Until she moved to Brussels, von der Leyen was a permanent member of Merkel’s cabinet, serving as labour minister, and then as defence minister, making her the last ‘survivor’ of Merkel’s first cabinet.
However, during these 15 years, their relationship was not always so harmonious. For instance, von der Leyen had two strong chances of becoming Germany’s first female president in 2004 and 2010 but was snubbed both times as Merkel chose a different candidate.
It must have been especially painful in 2010, when the media talked about von der Leyen as a favoured candidate.

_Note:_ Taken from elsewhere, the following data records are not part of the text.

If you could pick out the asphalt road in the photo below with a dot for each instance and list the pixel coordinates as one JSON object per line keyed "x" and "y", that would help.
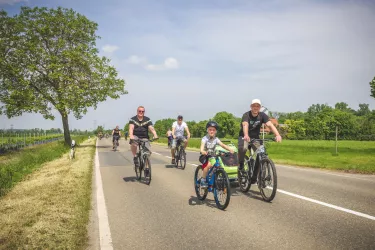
{"x": 167, "y": 214}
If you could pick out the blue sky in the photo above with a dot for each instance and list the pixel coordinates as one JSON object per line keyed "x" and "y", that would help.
{"x": 197, "y": 58}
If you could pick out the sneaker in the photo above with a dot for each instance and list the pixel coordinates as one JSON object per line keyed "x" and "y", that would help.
{"x": 135, "y": 160}
{"x": 203, "y": 183}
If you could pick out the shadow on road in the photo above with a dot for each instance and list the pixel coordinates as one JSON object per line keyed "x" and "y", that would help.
{"x": 194, "y": 201}
{"x": 133, "y": 179}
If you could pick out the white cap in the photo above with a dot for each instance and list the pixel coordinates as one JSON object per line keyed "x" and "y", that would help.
{"x": 256, "y": 101}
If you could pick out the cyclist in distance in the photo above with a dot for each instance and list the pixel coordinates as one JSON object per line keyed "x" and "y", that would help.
{"x": 207, "y": 149}
{"x": 139, "y": 126}
{"x": 250, "y": 129}
{"x": 178, "y": 129}
{"x": 116, "y": 134}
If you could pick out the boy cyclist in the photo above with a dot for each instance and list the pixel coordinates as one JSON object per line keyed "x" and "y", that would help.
{"x": 208, "y": 145}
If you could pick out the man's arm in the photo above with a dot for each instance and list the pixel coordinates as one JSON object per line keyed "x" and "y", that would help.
{"x": 274, "y": 130}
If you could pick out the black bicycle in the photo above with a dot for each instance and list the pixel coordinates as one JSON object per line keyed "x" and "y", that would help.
{"x": 144, "y": 164}
{"x": 266, "y": 176}
{"x": 180, "y": 154}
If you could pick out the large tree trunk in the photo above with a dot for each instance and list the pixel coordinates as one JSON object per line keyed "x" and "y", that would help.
{"x": 64, "y": 117}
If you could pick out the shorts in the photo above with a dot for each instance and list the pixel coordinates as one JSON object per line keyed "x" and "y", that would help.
{"x": 178, "y": 139}
{"x": 147, "y": 144}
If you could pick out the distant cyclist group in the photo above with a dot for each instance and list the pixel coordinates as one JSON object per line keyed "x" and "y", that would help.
{"x": 248, "y": 138}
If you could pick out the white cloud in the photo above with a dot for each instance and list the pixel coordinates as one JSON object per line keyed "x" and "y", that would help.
{"x": 109, "y": 48}
{"x": 169, "y": 63}
{"x": 11, "y": 2}
{"x": 136, "y": 60}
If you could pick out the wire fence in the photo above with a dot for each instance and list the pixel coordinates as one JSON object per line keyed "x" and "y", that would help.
{"x": 17, "y": 141}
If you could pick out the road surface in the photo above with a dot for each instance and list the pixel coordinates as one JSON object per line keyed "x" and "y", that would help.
{"x": 313, "y": 209}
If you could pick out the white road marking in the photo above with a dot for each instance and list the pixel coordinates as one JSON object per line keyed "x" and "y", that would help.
{"x": 104, "y": 230}
{"x": 321, "y": 172}
{"x": 328, "y": 205}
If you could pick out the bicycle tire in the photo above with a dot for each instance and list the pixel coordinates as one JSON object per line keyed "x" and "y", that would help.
{"x": 138, "y": 171}
{"x": 182, "y": 158}
{"x": 243, "y": 177}
{"x": 270, "y": 170}
{"x": 147, "y": 167}
{"x": 222, "y": 184}
{"x": 197, "y": 185}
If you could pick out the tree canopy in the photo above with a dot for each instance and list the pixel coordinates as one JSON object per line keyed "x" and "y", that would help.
{"x": 49, "y": 61}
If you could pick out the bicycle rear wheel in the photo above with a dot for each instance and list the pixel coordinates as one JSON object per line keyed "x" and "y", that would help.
{"x": 201, "y": 192}
{"x": 243, "y": 177}
{"x": 267, "y": 180}
{"x": 221, "y": 189}
{"x": 147, "y": 170}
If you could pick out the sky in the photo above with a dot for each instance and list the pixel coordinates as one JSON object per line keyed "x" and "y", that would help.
{"x": 197, "y": 58}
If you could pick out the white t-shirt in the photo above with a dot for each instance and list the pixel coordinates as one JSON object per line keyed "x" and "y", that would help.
{"x": 210, "y": 144}
{"x": 179, "y": 129}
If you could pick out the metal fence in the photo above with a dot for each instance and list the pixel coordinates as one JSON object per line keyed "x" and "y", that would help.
{"x": 16, "y": 141}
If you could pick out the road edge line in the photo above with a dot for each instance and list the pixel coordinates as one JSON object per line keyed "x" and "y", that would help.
{"x": 104, "y": 230}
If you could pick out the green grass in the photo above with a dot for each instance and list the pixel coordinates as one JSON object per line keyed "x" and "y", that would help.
{"x": 353, "y": 156}
{"x": 16, "y": 165}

But later, when Merkel was criticised over her refugee policy, the defence minister stood behind the leader. When the now-European Commission President was caught in the crossfire in 2017 because of her dealings with right-wing extremists, Merkel assured her of “all the support she needs”.
On China: ‘Very critical’ of human rights
In terms of content, the press conference repeatedly dealt with China and the European reaction to the security law in Hong Kong. The Commission President described relations in some areas as “very complex”, saying that China was both an “important partner” and a “systemic rival”.
They emphasised that they wanted to talk to Beijing not only about economic relations but also about human rights, of which Europe was “very critical”. According to Merkel, it was also necessary to discuss whether and how the principle of “one country, two systems” could still exist with this security law.
Von der Leyen did not address the question of possible sanctions but said that China must have an interest in functioning trade relations. If Europe showed a united and self-confident stance, she added, this would have a “long-term effect in China”.
When it comes to a post-Brexit trade agreement, a pressing matter for the German EU Presidency, Merkel said that work was already “at full speed”. However, she said that the agreement would not come at any price.
“We also have to prepare for another case”, code for a ‘no deal’ scenario, said Merkel, adding that this would be carried out together with the Commission.
MFF: Agreement to be reached in the summer
With a view to the upcoming EU summit of heads of state and government scheduled for 17-18 July in Brussels which will focus on the negotiations on the multiannual financial framework (MFF), Merkel said she was heading there with the aim of “reaching an agreement”.
Tough negotiations are expected, particularly with the so-called ‘Frugal Four’ – Austria, Sweden, Denmark and the Netherlands – still rejecting the idea of granting aid in the form of subsidies.
While Dutch Prime Minister Mark Rutte recently emphasised this to the Italian newspaper Corriere della Sera, he also, for the first time, gave signals that he was open to compromise.
Now Merkel has increased the pressure on the ‘Frugal Four’ by refusing to postpone negotiations. She said she could think of no other option “than to reach an agreement in the summer”.